Coca-Cola Enterprises, which was spun off from Coca-Cola Co. in 1986, has most of its business in Spain, Germany and other European countries, but has been paying taxes at U.S. rates. While the top U.S. corporate income tax rate is set at 35 percent by statute, the company’s effective rate was 20 percent last year, due to offsets from foreign tax credits. In the U.K., the top statutory corporate income tax rate is 20 percent.
U.S. law allows companies to defer taxes on foreign earnings that the company keeps offshore, and Coca-Cola Enterprises has been keeping about $1.8 billion overseas. A new U.K. address would allow it to tap that profit without triggering U.S. taxes.
Coca-Cola Enterprises insists that tax benefits weren’t driving the merger. “This is not even remotely a tax-driven transaction,” John Brock, its chief executive officer, told reporters and investors last August when the deal was announced. “It’s a strategic and operational transaction.”

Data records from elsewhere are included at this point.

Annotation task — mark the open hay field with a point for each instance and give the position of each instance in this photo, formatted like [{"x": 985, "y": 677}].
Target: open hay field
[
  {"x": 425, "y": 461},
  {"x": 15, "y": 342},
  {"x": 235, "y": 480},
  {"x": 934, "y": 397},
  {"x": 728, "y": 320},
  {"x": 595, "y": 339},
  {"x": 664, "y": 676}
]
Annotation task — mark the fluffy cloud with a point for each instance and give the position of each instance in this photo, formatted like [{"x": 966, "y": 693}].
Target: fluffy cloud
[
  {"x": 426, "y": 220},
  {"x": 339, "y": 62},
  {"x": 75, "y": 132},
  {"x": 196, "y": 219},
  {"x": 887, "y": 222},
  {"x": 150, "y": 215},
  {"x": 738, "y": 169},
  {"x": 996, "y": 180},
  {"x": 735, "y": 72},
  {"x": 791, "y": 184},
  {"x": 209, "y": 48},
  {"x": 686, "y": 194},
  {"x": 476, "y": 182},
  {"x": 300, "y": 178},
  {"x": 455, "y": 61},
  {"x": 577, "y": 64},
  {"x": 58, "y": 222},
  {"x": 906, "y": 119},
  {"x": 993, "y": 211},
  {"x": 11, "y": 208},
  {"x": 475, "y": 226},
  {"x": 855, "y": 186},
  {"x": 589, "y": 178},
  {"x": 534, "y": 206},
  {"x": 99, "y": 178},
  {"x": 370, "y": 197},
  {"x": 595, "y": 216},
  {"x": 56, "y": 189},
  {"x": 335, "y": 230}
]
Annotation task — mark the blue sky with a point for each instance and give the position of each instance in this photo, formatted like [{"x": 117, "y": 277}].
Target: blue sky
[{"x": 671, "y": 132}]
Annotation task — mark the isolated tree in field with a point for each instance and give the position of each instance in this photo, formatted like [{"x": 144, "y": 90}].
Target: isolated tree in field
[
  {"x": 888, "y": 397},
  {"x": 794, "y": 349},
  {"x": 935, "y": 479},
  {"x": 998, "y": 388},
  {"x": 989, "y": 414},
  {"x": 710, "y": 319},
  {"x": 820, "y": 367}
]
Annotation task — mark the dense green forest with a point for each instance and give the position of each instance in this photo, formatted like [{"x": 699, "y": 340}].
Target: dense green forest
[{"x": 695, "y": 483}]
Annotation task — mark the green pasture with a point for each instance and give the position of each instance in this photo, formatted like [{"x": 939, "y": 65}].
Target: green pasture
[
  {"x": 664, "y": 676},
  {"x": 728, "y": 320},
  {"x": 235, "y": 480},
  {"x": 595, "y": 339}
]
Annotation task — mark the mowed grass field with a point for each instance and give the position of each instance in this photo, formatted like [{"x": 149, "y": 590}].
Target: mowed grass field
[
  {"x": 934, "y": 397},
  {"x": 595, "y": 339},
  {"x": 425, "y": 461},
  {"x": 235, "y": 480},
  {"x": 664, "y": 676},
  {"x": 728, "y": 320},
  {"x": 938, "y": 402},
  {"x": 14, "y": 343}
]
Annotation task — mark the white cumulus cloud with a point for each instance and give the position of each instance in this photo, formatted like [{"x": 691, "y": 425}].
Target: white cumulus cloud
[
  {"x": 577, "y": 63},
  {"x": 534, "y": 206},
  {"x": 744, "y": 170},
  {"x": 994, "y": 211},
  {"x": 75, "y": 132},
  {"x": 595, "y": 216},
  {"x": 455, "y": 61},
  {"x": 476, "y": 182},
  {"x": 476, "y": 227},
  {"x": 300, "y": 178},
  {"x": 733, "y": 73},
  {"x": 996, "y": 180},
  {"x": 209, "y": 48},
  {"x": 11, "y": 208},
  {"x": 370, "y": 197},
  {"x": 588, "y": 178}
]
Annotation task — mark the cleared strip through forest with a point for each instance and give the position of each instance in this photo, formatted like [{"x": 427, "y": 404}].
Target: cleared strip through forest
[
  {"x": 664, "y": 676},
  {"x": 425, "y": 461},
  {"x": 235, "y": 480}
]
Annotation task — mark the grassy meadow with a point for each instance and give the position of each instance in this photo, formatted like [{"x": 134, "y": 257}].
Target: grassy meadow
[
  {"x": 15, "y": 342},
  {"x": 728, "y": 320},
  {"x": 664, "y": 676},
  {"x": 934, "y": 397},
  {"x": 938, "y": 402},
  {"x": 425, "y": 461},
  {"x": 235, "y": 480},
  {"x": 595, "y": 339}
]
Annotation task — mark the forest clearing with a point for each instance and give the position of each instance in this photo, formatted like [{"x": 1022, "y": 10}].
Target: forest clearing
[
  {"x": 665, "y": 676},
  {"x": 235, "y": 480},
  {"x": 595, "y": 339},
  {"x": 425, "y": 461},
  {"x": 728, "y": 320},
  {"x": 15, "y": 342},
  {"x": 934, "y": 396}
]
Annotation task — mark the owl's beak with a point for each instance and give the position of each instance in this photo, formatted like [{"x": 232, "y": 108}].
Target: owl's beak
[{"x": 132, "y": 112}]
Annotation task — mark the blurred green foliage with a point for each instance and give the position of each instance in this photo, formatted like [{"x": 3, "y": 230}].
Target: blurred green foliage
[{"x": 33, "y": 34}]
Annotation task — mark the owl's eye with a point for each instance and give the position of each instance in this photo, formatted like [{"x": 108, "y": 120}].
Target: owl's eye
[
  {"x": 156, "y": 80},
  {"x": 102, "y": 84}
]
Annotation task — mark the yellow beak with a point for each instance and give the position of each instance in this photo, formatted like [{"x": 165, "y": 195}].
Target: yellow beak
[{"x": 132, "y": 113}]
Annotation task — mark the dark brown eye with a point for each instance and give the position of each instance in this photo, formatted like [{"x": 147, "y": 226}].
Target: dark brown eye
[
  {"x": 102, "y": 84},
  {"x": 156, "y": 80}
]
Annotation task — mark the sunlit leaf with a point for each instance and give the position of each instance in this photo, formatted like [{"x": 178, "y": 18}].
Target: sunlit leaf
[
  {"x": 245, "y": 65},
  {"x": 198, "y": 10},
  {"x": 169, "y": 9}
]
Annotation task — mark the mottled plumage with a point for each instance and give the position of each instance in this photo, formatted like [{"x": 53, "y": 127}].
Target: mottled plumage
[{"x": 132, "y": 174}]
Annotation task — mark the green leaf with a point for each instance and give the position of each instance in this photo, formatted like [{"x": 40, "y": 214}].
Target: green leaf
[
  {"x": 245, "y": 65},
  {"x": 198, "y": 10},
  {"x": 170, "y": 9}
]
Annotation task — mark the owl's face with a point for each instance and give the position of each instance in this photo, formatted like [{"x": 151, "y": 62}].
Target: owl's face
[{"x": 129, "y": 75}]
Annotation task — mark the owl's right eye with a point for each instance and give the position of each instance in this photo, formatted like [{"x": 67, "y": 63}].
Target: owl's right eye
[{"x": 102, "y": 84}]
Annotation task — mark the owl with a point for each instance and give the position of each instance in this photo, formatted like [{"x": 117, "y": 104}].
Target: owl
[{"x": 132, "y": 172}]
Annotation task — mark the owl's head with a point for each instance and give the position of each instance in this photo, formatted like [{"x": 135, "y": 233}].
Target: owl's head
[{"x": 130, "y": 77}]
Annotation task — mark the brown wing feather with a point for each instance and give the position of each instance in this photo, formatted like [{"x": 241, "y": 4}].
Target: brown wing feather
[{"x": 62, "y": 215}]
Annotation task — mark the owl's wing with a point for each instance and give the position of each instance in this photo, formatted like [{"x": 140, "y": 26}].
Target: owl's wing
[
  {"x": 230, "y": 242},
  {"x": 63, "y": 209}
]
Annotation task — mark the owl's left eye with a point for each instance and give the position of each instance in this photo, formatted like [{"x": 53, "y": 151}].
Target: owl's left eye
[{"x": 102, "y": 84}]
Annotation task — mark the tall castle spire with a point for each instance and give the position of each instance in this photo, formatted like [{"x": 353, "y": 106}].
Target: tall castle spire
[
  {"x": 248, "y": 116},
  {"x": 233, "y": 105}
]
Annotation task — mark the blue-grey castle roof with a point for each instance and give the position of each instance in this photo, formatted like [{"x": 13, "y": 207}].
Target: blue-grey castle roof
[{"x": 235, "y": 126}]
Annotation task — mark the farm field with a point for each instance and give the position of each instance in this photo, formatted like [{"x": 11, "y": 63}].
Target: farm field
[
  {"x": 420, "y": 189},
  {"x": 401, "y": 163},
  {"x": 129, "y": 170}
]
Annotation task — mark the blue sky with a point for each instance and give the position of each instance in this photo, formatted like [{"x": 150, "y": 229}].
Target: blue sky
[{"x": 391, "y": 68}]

Still, the company’s April 11 filing said the merger “will result in significantly enhanced cash management flexibility, including access to non-U.S. cash flow with associated financial benefits, as compared to incorporation in the United States.”
Bret Wells, an associate law professor at the University of Houston Law Center, said that’s jargon for gaining access to offshore cash and for the intra-company loans targeted in the Treasury proposal. “The fact is that it is cheaper and less tax costly to run U.S. businesses from non-U.S. platforms,” he said.